When defense counsel attempted to question Morales about his possession of firearms after he was prohibited from possessing them, a question that could have led to Morales having to admit or be confronted with the fact that he had suffered a misdemeanor conviction for carrying a firearm, the trial court effectively shut down this line of questioning by sustaining the prosecutor's objection to defense counsel' question.
Arriola does not challenge the trial court's ruling as to the question about whether Morales owned a gun after having been convicted of two felonies and having been prohibited from possessing a gun, and we make no determination as to whether the trial court's evidentiary ruling with respect to defense counsel's question was correct or not.
Arriola contends that the trial court erred in excluding evidence that indicated that Morales may have believed that he would be monetarily rewarded if he provided police with information that led to a conviction. Arriola contends that the trial court's exclusion of this evidence was an abuse of discretion under state law evidentiary standards, and also violated his federal constitutional rights to present a defense and to confront witnesses.
1. Additional background
During defense counsel's questioning of Morales on cross-examination, Morales acknowledged that Arriola had helped him "[a] little" financially, and specifically, had helped him to provide food for his children. After this testimony, the following exchange occurred:
"Q: BY [defense counsel]: You mentioned that you and [Arriola] were friends; correct?
"A: Correct.
"Q: And were you friends because of his generosity to you; was that not part of the friendship?
"[The prosecutor]: Objection. Relevance. Improper.
"THE COURT: Let me talk to the attorneys at the bench. (Whereupon a sidebar conference off the record.)
"THE COURT: Go ahead, [defense counsel].
"Q: BY [defense counsel]: At some time when you were living in San Bernardino [C]ounty, isn't it true that you became a witness in another murder case?
"[The prosecutor]: Objection. Relevance. And request to approach.
"THE COURT: All right. I'll ask the jury to step outside the courtroom, please."
Outside the presence of the jury, the trial court asked defense counsel why she intended to question Morales on the topic of his having been a witness in another murder case. Defense counsel indicated that Morales had had a conversation with Arriola about Morales having found a body on a bike trail, but Morales had not had enough information to lead to an arrest or conviction in the case. Counsel proffered that Morales had told Arriola that people who provide law enforcement with information that leads to an arrest or conviction could get up to $10,000. Counsel argued that this evidence was relevant to demonstrate that Morales had a bias and motive for testifying against Arriola. The court asked counsel whether she had any information that anyone had offered Morales a reward in this case. Defense counsel responded that it was her understanding that Morales believed that "this is a policy," although Morales was "not under the impression . . . that there needs to be a reward per case."

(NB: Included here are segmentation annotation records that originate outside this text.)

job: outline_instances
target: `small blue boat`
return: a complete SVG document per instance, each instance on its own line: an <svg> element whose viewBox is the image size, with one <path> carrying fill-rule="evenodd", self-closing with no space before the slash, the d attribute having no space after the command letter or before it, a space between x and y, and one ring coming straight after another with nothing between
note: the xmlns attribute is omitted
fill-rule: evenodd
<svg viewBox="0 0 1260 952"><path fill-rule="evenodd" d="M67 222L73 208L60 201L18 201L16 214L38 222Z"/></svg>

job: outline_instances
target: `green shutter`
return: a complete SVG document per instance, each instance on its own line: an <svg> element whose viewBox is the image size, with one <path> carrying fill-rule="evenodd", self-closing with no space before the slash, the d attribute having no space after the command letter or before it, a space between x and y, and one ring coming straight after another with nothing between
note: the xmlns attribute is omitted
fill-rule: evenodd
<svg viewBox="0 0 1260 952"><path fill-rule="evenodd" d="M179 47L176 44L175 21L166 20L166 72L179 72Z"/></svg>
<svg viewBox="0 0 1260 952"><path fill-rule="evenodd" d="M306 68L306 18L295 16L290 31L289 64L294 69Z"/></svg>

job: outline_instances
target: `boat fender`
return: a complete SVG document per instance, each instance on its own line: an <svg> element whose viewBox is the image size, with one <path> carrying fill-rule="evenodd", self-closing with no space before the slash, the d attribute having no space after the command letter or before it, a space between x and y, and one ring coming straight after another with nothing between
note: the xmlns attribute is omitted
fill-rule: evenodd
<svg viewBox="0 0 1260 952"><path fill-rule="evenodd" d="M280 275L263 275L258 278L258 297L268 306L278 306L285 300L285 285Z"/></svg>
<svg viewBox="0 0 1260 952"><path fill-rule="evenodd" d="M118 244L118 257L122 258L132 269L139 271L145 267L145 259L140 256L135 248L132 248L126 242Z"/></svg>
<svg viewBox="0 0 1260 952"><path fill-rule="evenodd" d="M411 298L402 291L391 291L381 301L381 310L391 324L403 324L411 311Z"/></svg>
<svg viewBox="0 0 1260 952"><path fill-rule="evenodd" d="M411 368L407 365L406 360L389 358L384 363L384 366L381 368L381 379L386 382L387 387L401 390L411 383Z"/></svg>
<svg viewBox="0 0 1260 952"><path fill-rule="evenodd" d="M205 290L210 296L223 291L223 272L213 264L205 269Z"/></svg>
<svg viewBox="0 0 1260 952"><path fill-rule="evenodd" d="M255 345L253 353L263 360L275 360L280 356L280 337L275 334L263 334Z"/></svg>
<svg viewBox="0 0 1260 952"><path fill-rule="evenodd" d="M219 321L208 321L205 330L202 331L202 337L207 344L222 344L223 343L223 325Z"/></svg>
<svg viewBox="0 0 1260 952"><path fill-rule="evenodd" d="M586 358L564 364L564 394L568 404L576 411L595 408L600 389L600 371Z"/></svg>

The prosecutor argued that the proffer failed to demonstrate that the evidence would be relevant because any information that Morales had with respect to any other murder was not relevant to this case. The prosecutor indicated that her understanding regarding the circumstances of that other case was that it involved Morales riding a bicycle when he saw a woman's body under a blanket under a bridge, and he contacted a police officer. The prosecutor further argued that Arriola's self-serving statement concerning Morales's purported statement about a reward lacked foundation and did not establish bias.
The trial court concluded that eliciting testimony regarding Morales's purported statement about a reward with respect to an unrelated case would necessitate "an undue consumption of time" because, in this case, Morales had not found the victim's body, and he was not present when the murder happened—i.e., he was not a witness at all to the murder with which Arriola was charged. Rather, Morales was testifying only about the earlier crime of Arriola pointing a revolver at him, for which Arriola was being tried at the same time as he was being tried for the murder. The trial court stated: "So under Evidence Code Section 352, I believe that any relevance that it might have is very slight, if any, since he's not the one who found the body. And I think it is an undue consumption of time to go into all the surrounding facts regarding that [other] incident. It doesn't seem to be related. He was not offered a reward in this case. I'm going to exclude it under Evidence Code Section 352."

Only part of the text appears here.